富泰商行的仙舟名唤云梭,悬浮在玉菩城上空,巨大无比,遮天蔽日。船身流光溢彩,阵纹流转,在阳光下泛着淡淡的金辉。舟身两侧镌刻着福泰商行的标志,三足金蟾,栩栩如生。
修士们陆续飞身上船,有的御剑,有的驾云,有的乘着飞行法器,姿态潇洒。
唯独薛拂朝站在原地,仰头望着舟底。
阙宿这杀千刀的,干啥要把仙舟悬在半空?她顶着破碎仙根也不好自己飞上去!要不拿个什么东西去装一下飞行法器?

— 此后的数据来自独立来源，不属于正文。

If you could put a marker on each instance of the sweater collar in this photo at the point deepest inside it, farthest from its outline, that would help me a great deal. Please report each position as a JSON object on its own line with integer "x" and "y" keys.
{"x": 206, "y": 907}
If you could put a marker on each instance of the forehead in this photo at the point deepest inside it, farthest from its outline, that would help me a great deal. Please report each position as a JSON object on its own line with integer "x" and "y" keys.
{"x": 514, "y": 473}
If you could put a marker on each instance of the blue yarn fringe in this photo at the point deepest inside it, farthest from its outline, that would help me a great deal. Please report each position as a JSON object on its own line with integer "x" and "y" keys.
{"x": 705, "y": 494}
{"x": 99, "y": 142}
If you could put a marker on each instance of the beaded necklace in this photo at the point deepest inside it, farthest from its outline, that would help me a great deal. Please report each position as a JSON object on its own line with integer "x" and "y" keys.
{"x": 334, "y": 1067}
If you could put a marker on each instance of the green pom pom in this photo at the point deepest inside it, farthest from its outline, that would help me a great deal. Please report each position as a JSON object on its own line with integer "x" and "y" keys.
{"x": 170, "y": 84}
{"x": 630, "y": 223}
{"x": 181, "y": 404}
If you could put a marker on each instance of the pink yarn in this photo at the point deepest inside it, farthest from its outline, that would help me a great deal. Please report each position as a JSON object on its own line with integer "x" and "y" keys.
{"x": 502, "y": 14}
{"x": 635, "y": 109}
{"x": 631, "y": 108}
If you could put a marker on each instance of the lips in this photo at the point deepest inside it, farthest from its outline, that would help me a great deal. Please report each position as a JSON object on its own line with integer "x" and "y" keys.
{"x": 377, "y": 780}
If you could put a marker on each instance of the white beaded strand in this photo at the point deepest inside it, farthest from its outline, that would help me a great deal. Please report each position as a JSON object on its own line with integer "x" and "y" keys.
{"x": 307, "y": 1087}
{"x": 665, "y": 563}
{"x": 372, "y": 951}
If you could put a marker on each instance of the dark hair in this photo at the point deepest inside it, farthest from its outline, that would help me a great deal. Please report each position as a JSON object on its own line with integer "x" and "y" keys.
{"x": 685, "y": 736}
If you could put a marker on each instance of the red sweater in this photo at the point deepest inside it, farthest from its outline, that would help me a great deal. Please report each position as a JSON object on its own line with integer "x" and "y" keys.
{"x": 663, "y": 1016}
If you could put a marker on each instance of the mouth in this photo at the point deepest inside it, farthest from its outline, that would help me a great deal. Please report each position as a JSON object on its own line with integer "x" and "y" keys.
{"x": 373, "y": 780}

她站在原地许久,引来不少目光。有人窃窃私语,有人指指点点,有人露出看好戏的神情。
最后还是南湘看不下去。
一道素练卷来,缠住薛拂朝的腰,将她带上甲板。
没想到南湘竟然这么热心,这么瞧人也不坏嘛。
薛拂朝落在甲板上,站稳身形,笑眯眯道:“多谢师妹。”
南湘哼了一声,别过脸去,耳根却微微泛红。
云梭破云而行,速度极快。下方山河大地飞速后退,城池化作一个个小点,山脉变成一道道褶皱,江河如同银色的丝带,云雾在窗外翻涌。
薛拂朝选了间舱房。
床边设着聚灵阵,阵纹繁复,灵气氤氲。
薛拂朝没有浪费时间,闭上眼放松了一会儿,就开始回想幼时在薛家藏书阁看过的功法典籍。